For their part, Kagawa and Ferguson have raised the bar and even put the lie to the idea that a language barrier between East Asian footballers and their teams is enough of a hinderance to cause sporting failure.
The only thing that anyone can say then, about why there isn’t any Chinese footballer playing with Manchester United, is simply because the system that produces local talent isn’t good enough.
The reason why Dong Fangzhuo, a Dalian native who signed with United from 2004 to 2008 (meaning he was signed even earlier than Park), only managed to play 2 games with United in four years, from now on should have nothing to do with East Asian culture, or the calcified tides of ancient history, or even massive quantities of rice consumption.

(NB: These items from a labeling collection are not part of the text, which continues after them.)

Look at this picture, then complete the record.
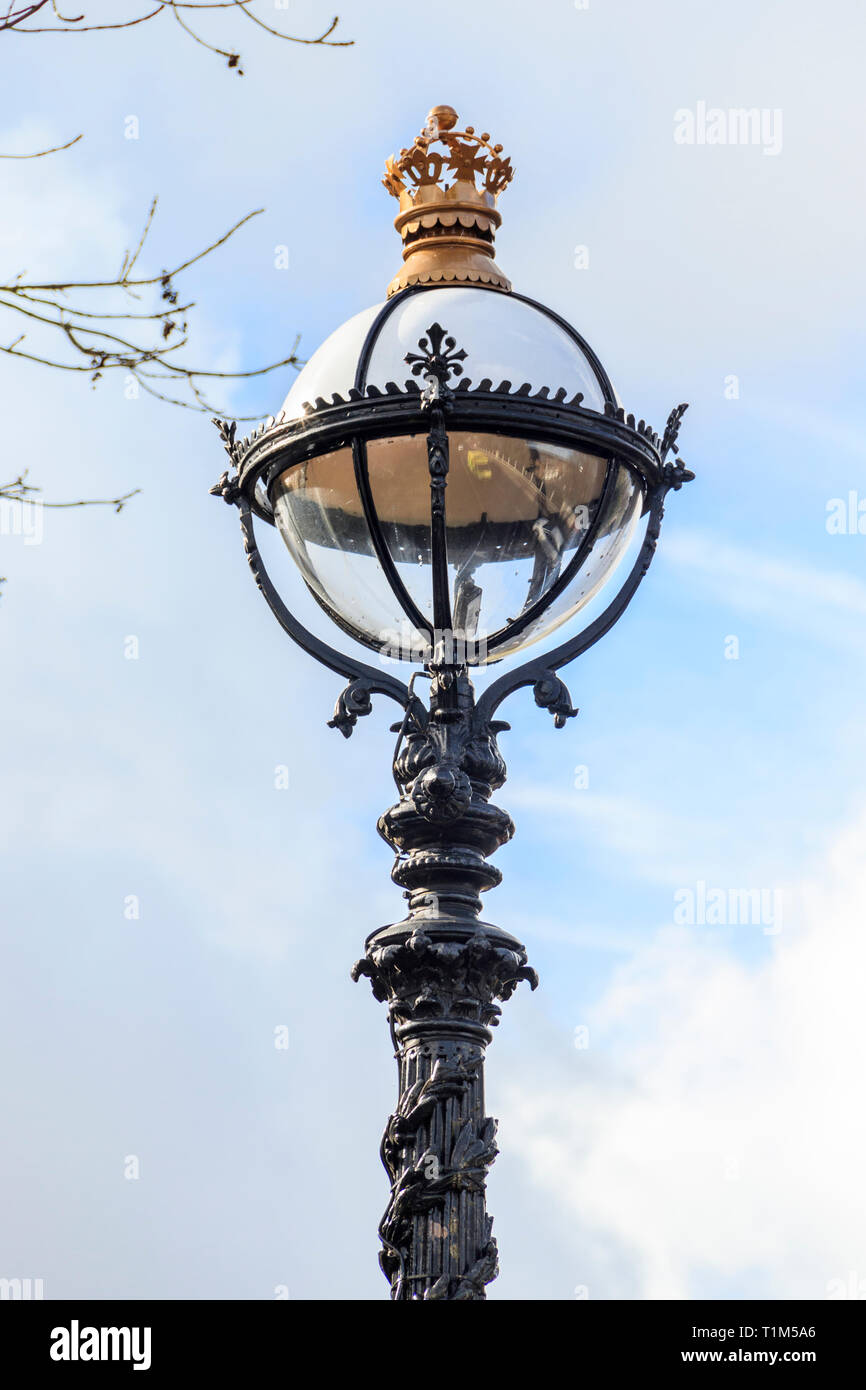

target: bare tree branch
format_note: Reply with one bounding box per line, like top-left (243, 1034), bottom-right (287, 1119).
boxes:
top-left (0, 468), bottom-right (142, 512)
top-left (0, 135), bottom-right (83, 160)
top-left (0, 197), bottom-right (303, 421)
top-left (0, 0), bottom-right (354, 76)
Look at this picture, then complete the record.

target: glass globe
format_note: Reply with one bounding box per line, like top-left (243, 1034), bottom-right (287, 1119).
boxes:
top-left (270, 288), bottom-right (644, 664)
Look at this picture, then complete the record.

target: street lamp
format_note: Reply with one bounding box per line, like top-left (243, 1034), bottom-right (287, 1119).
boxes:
top-left (211, 106), bottom-right (694, 1300)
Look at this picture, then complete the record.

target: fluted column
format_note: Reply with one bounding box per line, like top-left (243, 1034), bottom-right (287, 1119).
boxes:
top-left (353, 670), bottom-right (537, 1300)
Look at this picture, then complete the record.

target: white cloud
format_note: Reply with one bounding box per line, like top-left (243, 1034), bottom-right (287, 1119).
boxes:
top-left (499, 816), bottom-right (866, 1298)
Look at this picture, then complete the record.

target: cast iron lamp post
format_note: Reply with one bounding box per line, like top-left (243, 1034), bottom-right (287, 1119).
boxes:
top-left (211, 106), bottom-right (694, 1300)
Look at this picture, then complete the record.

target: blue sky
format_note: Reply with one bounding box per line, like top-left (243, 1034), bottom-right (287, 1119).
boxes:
top-left (0, 0), bottom-right (866, 1300)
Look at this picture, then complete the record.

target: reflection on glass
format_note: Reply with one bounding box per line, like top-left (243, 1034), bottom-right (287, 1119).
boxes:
top-left (274, 431), bottom-right (642, 663)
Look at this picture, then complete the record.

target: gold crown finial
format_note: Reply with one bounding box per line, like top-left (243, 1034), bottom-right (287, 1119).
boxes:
top-left (382, 106), bottom-right (514, 297)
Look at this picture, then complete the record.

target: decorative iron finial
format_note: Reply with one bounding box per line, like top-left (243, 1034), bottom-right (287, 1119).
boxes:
top-left (382, 106), bottom-right (514, 297)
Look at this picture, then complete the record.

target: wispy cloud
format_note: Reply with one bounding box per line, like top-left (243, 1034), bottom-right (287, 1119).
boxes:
top-left (499, 816), bottom-right (866, 1298)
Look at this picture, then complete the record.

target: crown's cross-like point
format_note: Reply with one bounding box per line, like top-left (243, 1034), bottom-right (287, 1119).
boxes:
top-left (382, 106), bottom-right (514, 297)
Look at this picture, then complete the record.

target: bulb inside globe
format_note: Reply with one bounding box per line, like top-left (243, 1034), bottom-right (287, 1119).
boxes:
top-left (271, 431), bottom-right (642, 663)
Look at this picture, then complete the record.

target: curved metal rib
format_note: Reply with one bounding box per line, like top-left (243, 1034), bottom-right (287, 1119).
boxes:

Being bad at football is not an immutable fact of life, it isn’t something simply in the ether (unless we’re talking about pollution, maybe). If China sucks at football, then the problem has to simply be a man-made problem; there’s nowhere else to finger the blame. Crackpot theories of yesteryear including ones about the relation between peripheral field or court vision and slanted eyes simply don’t hold water any more.
Ultimately, the success of non-Chinese athletes like Park (and potentially Kagawa) is little different from the success of ethnic Chinese athletes like Liu Xiang and Jeremy Lin, in terms of the effect they’ve had on the global consciousness. All are athletes who’ve succeeded in arenas where previously ironclad rules and limits existed about what Asian males could and couldn’t do in the field of athletics.
Anyone who gets hung up on the fact that Lin is a product of America, and thus not truly Chinese, fails to realize that Lin has already rendered the previous racially-tinged questions about whether Asians shorter than 7″ 6′ belonged on a basketball court moot.
If Kagawa continues to play well, and early reports are that he has the tools to surpass the achievements of Park, then one can only hope that the Chinese football grapes get sour enough for the sport to speed up its pace from glacial to slightly-less-than-glacial in the mainland.
Next up for United & Shenhua
Manchester United moves on to Norway, Sweden and Germany for their next few pre-season matches (You want recession-proof markets? Oh, we GOTS RECESSION-PROOF MARKETS!), including two games against Barcelona in Gothenburg, Sweden and Hannover, Germany.
As for Shenhua, their next game at Hongkou is the first and only time they’ll be hosting Hangzhou Greentown this season on Saturday, August 4th, which the smart internet money says will be Drogba’s first Shenhua game in front of the Shanghai faithful. We’ll be there, in the 80 RMB cheap seats and shouty as ever, while possibly also protecting our head from potential flying projectiles.
Shenhua’s last home game against Hangzhou took place last year, and involved two busloads of Shenhua and Greentown fans having it out, getting bloody and the like. DROGBA! INTRIGUE! FOOTBALL! Ooh, can’t wait.